More adventure activities can be found at Grizedale Forest, near Hawkshead. Take an 18-minute ride in a beautiful old steam train that runs between Windemere’s Lakeside Pier, Newby Bridge and Haverthwaite Village. Hire a rowing boat, book a ride on a pleasure steamer, or take a picnic to Fell Foot Park. If it happens to be raining, Wray Castle is a great attraction that offers cover from the elements.
3. Beatrix Potter’s Hill Top home
The Lake District has proved a haven for writers, poets, painters, and other creatives for hundreds of years (Tucci players an acclaimed writer in Supernova). One of the most famous Lake District residents is Beatrix Potter (1866-1943).
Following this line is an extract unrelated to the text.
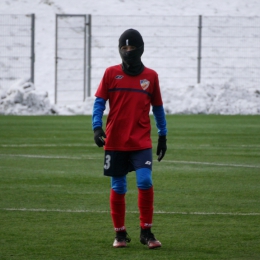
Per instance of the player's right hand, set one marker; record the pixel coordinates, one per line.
(99, 134)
Potter used to visit the region as a child on holiday and fell in love with it. She bought a home there, Hill Top, in 1905, following the success of her first children’s books. She went on to buy the neighboring Castle Farm and several other properties in nearby Sawrey, including her later home, Castle Cottage.
Hill Top has been preserved exactly as it was when Potter died in 1943 and is one of the region’s most popular tourist sites. If visiting, perhaps stop off for lunch or dinner at the neighboring Tower Bank Arms. You’ll also find a Beatrix Potter Gallery in Hawkshead, and a family-friendly World of Beatrix Potter Attraction in Bowness on Windermere.
Fans of the romantic poets can also visit a former home of William Wordsworth, Dove Cottage, in Grasmere.
Like Keswick, Ambleside is another Lake District town that is hugely popular with tourists. Many choose to use it as their base to explore the wider area. It offers a distinctive, Cumbrian sense of time and place, with many of its older buildings built from limestone, granite, and red sandstone. From Ambleside, you can catch a ferry across Lake Windermere to Bowness and Newby Bridge. You can even, during the summer months, take a horsedrawn cart from Ambleside to Waterhead Pier.
A short walk from Ambleside is Stock Ghyll Force, a stunning, 70-foot waterfall, and the eight acres of Stagshaw Gardens. Again, the town offers plenty of opportunities to join outdoor activities, such as abseiling and climbing or to hire hiking equipment.
5. Immerse yourself in a historic home
The Lake District offers numerous stately homes, manor houses and castles. Parts of Dalemain House and Gardens, in Penrith, date back to the 12th century. Holker Hall is an Elizabethan-style manor house in Cartmel, with stunning landscaped gardens full of rare conifers and rhododendrons.
Hutton-In-The-Forest, in Penrith, is another stately home with parts dating back to medieval times, and an interior designed by the hugely influential Victorian designer William Morris. Other awe-inspiring buildings to visit include Levens Hall in Levens, Muncaster Castle in Ravenglass and Sizergh Castle near Kendal.